Table of Information about Marathons

An interesting data set to see the effects of goals on what should be a unimodal distrubtion of finish times. The NYT had a good article - https://www.nytimes.com/2014/04/23/upshot/what-good-marathons-and-bad-investments-have-in-common.html?rref=upshot&_r=1
marathon
Author

DS 150

Published

January 25, 2024

Data details

There are 6,888 rows and 5 columns. The data source1 is used to create our data that is stored in our pins table. You can access this pin from a connection to posit.byui.edu using hathawayj/race_info.

This data is available to all.

Variable description

  • year: The year of the marathon
  • marathon: The name of the marathon
  • country: The country where the marathon occurred
  • finishers: The number of finishers at the marathon
  • mean_time: The average finish time in minutes

Variable summary

Variable type: numeric

skim_variable n_missing complete_rate mean sd p0 p25 p50 p75 p100 hist
year 0 1 2007.53 4.73 1970.00 2005.00 2008 2011.0 2013.0 ▁▁▁▂▇
finishers 0 1 1421.21 4166.05 1.00 87.75 224 842.5 50062.0 ▇▁▁▁▁
mean_time 0 1 270.47 35.52 139.07 250.85 263 280.0 614.5 ▁▇▁▁▁

Variable type: character

skim_variable n_missing complete_rate min max empty n_unique whitespace
marathon 0 1 6 64 0 1176 0
country 0 1 2 14 0 43 0
Explore generating code using R
pacman::p_load(pins, tidyverse, downloader, fs, glue, rvest, pins, connectapi)

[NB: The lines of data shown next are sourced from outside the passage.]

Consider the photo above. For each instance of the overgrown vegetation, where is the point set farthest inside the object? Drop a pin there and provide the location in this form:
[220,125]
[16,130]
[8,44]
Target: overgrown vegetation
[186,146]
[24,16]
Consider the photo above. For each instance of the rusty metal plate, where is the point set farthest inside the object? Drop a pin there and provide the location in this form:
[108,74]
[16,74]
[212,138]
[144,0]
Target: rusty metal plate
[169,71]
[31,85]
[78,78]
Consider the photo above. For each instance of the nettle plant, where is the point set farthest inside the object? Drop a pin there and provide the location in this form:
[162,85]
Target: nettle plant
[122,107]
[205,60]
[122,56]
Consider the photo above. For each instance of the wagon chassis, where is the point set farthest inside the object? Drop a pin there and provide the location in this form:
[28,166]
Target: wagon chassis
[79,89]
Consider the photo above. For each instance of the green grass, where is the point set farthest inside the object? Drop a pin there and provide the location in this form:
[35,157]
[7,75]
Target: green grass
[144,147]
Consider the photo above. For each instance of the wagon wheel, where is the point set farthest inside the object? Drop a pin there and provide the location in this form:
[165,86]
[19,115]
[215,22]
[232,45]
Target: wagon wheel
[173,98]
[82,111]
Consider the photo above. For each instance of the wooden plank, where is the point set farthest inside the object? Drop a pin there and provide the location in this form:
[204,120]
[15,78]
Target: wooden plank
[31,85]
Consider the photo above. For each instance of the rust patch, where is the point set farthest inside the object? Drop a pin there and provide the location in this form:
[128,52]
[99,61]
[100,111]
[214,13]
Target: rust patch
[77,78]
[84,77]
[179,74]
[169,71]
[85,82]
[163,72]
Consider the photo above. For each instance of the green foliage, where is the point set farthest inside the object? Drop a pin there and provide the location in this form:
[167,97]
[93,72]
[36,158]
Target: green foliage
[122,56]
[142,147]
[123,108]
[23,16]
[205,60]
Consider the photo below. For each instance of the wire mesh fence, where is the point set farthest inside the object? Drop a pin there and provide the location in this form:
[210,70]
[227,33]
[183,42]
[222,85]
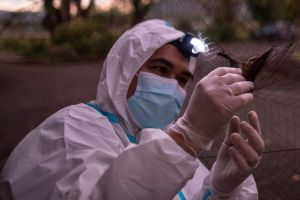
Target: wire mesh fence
[277,101]
[277,104]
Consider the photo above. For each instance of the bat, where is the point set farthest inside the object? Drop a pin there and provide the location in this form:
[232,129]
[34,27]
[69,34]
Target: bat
[271,60]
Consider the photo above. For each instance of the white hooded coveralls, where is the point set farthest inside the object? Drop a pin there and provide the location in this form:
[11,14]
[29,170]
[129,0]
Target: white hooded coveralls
[79,153]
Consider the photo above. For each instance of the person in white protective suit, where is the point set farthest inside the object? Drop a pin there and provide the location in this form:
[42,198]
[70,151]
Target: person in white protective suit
[124,145]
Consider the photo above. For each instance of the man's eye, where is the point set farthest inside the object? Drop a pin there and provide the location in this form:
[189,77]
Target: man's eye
[161,70]
[182,81]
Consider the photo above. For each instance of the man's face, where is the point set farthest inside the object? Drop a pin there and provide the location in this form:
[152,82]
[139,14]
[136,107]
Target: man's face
[166,62]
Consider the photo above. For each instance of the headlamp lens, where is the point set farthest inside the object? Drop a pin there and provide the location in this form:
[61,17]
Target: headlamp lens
[198,46]
[190,45]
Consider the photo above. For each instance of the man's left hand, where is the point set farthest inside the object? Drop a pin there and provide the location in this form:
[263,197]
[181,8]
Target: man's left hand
[238,156]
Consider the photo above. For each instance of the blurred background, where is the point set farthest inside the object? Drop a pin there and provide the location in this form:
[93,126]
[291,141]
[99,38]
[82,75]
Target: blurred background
[51,53]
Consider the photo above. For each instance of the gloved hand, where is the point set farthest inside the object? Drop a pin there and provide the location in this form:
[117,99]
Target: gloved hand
[214,101]
[237,157]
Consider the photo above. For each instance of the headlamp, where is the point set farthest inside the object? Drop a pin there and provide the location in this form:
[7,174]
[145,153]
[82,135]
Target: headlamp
[190,45]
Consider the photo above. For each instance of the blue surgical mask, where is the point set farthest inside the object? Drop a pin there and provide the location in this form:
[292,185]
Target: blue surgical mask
[156,101]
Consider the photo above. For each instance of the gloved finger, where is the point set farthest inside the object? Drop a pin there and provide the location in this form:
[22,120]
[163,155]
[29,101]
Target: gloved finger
[254,121]
[231,78]
[234,127]
[241,163]
[220,71]
[254,137]
[241,100]
[242,87]
[245,149]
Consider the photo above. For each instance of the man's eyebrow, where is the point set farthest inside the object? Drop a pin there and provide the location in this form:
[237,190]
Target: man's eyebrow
[162,61]
[170,65]
[188,74]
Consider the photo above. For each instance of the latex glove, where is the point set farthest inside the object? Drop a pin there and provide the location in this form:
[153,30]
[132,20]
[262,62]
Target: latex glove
[214,101]
[237,157]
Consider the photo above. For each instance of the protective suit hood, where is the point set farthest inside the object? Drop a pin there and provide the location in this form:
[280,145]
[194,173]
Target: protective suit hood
[125,58]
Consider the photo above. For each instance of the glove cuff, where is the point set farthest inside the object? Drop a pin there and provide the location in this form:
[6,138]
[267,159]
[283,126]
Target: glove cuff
[194,138]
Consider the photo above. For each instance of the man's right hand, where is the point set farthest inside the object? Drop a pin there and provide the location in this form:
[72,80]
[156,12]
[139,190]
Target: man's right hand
[214,101]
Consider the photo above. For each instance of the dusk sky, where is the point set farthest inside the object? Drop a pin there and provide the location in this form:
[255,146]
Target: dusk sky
[35,5]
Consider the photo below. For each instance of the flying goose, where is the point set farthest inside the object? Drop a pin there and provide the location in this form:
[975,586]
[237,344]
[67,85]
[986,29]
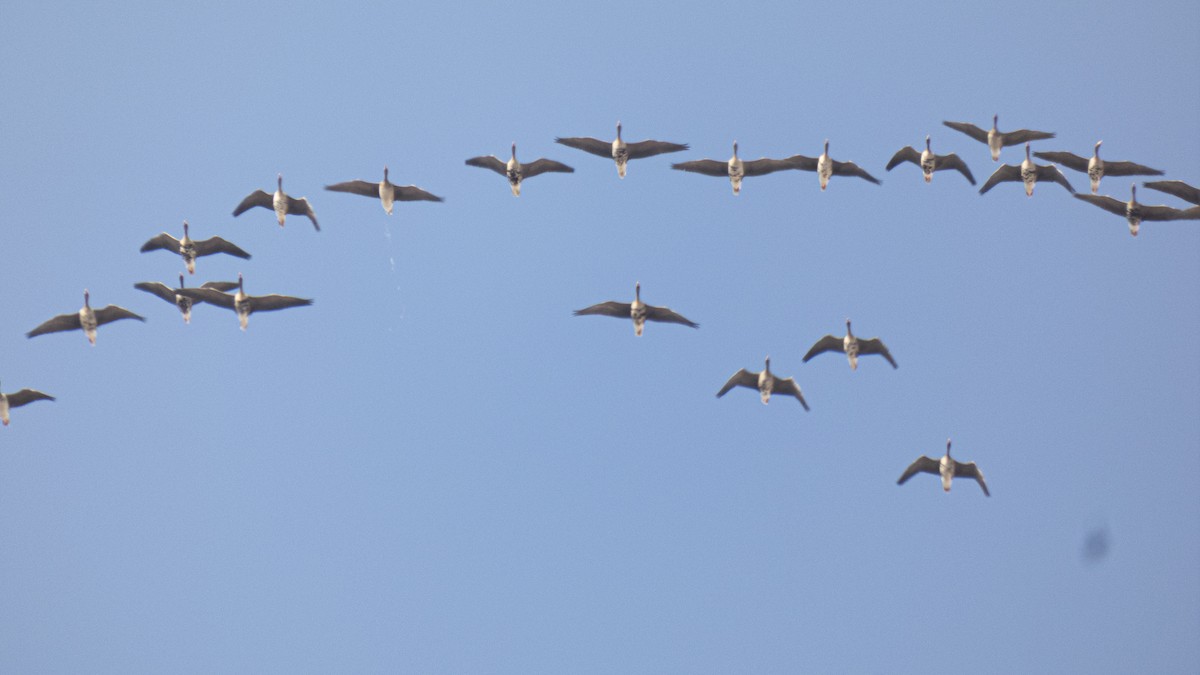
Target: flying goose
[766,383]
[385,191]
[827,167]
[1135,211]
[243,304]
[85,320]
[1176,187]
[929,162]
[183,302]
[515,171]
[191,249]
[852,346]
[637,310]
[735,168]
[619,150]
[1096,167]
[948,467]
[996,138]
[17,399]
[1027,173]
[280,202]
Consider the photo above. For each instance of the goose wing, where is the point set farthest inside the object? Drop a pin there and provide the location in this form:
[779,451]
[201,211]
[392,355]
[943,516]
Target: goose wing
[165,242]
[876,346]
[923,465]
[827,344]
[649,148]
[667,316]
[256,198]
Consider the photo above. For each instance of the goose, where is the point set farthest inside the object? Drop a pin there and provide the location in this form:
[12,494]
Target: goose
[85,320]
[735,167]
[828,167]
[948,467]
[637,310]
[515,171]
[243,304]
[852,346]
[387,192]
[1095,166]
[929,162]
[280,202]
[766,382]
[1135,211]
[1027,173]
[996,138]
[17,399]
[619,150]
[183,302]
[191,249]
[1176,187]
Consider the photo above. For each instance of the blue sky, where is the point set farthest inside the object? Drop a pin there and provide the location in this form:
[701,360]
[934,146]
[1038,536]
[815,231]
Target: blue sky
[437,469]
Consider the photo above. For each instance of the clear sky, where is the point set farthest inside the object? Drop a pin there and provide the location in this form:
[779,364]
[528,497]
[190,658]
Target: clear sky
[437,469]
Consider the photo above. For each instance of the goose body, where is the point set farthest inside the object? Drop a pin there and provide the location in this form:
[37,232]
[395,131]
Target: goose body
[280,202]
[996,138]
[85,320]
[851,346]
[1029,173]
[191,249]
[385,191]
[637,310]
[947,467]
[766,382]
[1095,167]
[619,150]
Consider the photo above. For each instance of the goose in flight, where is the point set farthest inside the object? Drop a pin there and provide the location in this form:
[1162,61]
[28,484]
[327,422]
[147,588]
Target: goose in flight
[1095,167]
[851,346]
[183,302]
[85,320]
[947,467]
[515,171]
[385,191]
[735,167]
[1027,173]
[637,310]
[619,150]
[1135,211]
[996,138]
[281,203]
[828,167]
[17,399]
[929,162]
[766,382]
[191,249]
[243,304]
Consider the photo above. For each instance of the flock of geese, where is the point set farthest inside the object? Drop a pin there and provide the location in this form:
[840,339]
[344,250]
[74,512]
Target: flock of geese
[1027,172]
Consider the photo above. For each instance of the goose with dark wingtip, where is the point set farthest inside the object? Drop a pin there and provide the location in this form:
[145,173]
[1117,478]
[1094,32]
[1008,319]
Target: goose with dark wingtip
[191,249]
[766,382]
[1027,173]
[947,467]
[994,138]
[637,310]
[280,202]
[183,302]
[621,151]
[1095,167]
[244,304]
[929,162]
[515,171]
[85,320]
[385,191]
[851,346]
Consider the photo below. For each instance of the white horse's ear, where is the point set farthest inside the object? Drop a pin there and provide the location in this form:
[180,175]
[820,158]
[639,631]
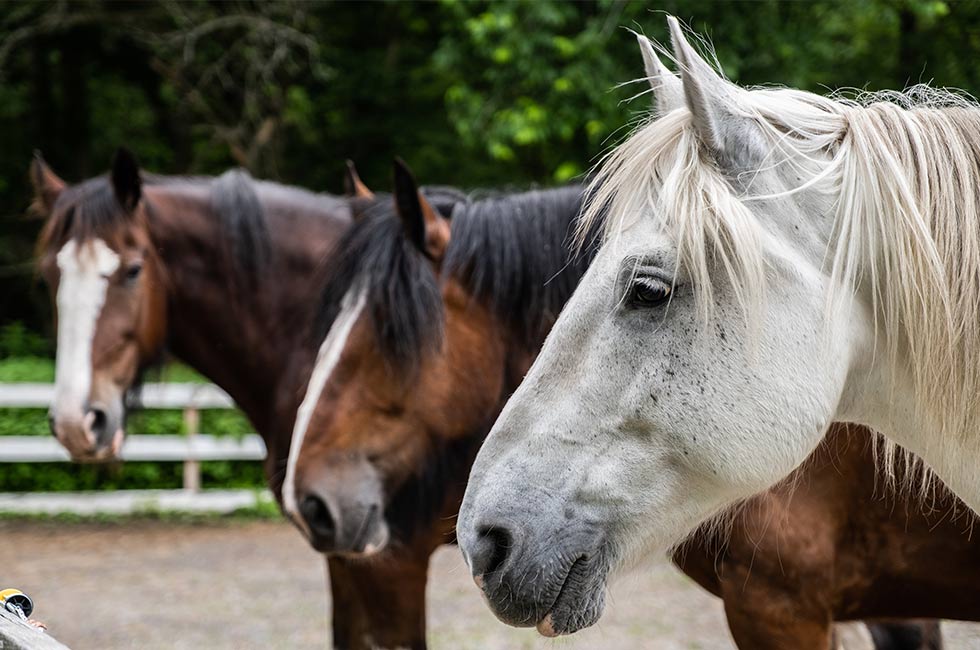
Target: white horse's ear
[708,96]
[667,89]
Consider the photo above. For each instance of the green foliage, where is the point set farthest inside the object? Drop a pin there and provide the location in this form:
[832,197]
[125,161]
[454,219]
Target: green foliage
[18,341]
[26,369]
[66,477]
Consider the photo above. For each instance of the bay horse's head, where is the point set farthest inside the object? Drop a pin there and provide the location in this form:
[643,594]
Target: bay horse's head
[384,419]
[105,279]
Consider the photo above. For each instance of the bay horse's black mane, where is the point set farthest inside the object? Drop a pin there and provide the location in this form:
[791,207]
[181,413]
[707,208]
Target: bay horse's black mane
[509,251]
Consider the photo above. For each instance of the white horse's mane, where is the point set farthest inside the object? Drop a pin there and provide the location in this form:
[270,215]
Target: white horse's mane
[905,168]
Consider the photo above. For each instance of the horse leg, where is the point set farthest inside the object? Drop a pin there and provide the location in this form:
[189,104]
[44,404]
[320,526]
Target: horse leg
[378,603]
[763,617]
[906,635]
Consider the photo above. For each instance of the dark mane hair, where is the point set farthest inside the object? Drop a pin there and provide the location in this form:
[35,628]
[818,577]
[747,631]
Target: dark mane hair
[90,209]
[246,234]
[403,292]
[511,251]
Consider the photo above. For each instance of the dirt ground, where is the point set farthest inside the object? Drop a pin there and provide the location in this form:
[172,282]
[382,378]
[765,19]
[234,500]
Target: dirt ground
[257,585]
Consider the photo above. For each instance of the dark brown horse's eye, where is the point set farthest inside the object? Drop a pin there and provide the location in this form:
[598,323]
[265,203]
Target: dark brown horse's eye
[648,292]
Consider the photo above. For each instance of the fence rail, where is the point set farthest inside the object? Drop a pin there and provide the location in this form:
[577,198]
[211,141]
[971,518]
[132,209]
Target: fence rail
[190,449]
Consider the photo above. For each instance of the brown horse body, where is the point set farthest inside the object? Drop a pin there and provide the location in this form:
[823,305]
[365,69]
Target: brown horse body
[834,543]
[825,546]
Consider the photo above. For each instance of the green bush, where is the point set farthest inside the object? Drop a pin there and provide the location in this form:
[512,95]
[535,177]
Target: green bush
[65,477]
[18,341]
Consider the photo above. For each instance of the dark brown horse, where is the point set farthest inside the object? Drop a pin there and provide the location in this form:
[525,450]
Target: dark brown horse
[434,326]
[139,263]
[224,273]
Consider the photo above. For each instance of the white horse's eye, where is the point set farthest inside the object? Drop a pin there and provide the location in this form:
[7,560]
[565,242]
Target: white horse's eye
[647,292]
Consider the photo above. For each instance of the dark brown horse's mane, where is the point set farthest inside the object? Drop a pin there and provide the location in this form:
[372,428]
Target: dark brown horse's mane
[510,251]
[90,209]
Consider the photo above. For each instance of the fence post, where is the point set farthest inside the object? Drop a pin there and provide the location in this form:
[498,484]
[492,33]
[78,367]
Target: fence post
[192,468]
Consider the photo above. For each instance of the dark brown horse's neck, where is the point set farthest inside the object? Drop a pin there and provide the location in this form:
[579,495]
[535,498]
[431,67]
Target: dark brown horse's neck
[254,342]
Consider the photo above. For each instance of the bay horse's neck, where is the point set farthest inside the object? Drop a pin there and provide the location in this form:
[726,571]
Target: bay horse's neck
[255,346]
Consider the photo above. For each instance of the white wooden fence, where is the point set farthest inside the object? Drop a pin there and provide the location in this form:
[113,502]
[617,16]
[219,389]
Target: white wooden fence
[190,449]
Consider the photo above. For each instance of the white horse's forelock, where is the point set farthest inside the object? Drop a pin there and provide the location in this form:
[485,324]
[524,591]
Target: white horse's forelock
[905,170]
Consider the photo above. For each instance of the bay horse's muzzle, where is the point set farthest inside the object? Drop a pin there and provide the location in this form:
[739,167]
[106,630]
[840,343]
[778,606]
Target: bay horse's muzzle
[343,510]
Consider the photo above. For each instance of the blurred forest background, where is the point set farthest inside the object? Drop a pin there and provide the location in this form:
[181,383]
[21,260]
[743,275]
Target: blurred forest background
[473,94]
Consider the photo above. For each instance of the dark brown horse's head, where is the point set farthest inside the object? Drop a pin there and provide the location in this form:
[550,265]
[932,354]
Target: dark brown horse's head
[106,282]
[416,361]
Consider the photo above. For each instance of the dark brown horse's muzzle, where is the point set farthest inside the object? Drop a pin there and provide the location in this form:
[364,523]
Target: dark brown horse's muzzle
[93,435]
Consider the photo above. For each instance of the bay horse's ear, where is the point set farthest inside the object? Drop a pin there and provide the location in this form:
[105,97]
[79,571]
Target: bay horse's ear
[354,187]
[668,91]
[126,182]
[709,97]
[47,185]
[425,227]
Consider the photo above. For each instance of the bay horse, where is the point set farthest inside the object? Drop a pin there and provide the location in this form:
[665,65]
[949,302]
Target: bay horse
[423,339]
[773,261]
[224,273]
[434,323]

# Data origin. This works.
race_info <- read_html("https://faculty.chicagobooth.edu/george.wu/research/marathon/marathon_names.htm") %>%
  html_nodes("table") %>%
  html_table() %>%
  .[[1]]

# Wrangle
colnames(race_info) <- race_info[1,]

race_info <- race_info[-1,] %>%
  as_tibble() %>%
  rename_all("str_to_lower") %>%
  mutate(year = as.integer(year), finishers = as.integer(finishers),
         `mean time` = as.numeric(`mean time`)) %>%
  rename(mean_time = `mean time`)

board <- board_connect()
pin_write(board, race_info, type = "parquet")

pin_name <- "race_info"
meta <- pin_meta(board, paste0("hathawayj/", pin_name))
client <- connect()
my_app <- content_item(client, meta$local$content_id)
set_vanity_url(my_app, paste0("data/", pin_name))

Access data

This data is available to all.

Direct Download: race_info.parquet

R and Python Download:

URL Connections:

For public data, any user can connect and read the data using pins::board_connect_url() in R.

library(pins)
url_data <- "https://posit.byui.edu/data/race_info/"
board_url <- board_connect_url(c("dat" = url_data))
dat <- pin_read(board_url, "dat")

Use this custom function in Python to have the data in a Pandas DataFrame.

import pandas as pd
import requests
from io import BytesIO

def read_url_pin(name):
  url = "https://posit.byui.edu/data/" + name + "/" + name + ".parquet"
  response = requests.get(url)
  if response.status_code == 200:
    parquet_content = BytesIO(response.content)
    pandas_dataframe = pd.read_parquet(parquet_content)
    return pandas_dataframe
  else:
    print(f"Failed to retrieve data. Status code: {response.status_code}")
    return None

# Example usage:
pandas_df = read_url_pin("race_info")

Authenticated Connection:

Our connect server is https://posit.byui.edu which you assign to your CONNECT_SERVER environment variable. You must create an API key and store it in your environment under CONNECT_API_KEY.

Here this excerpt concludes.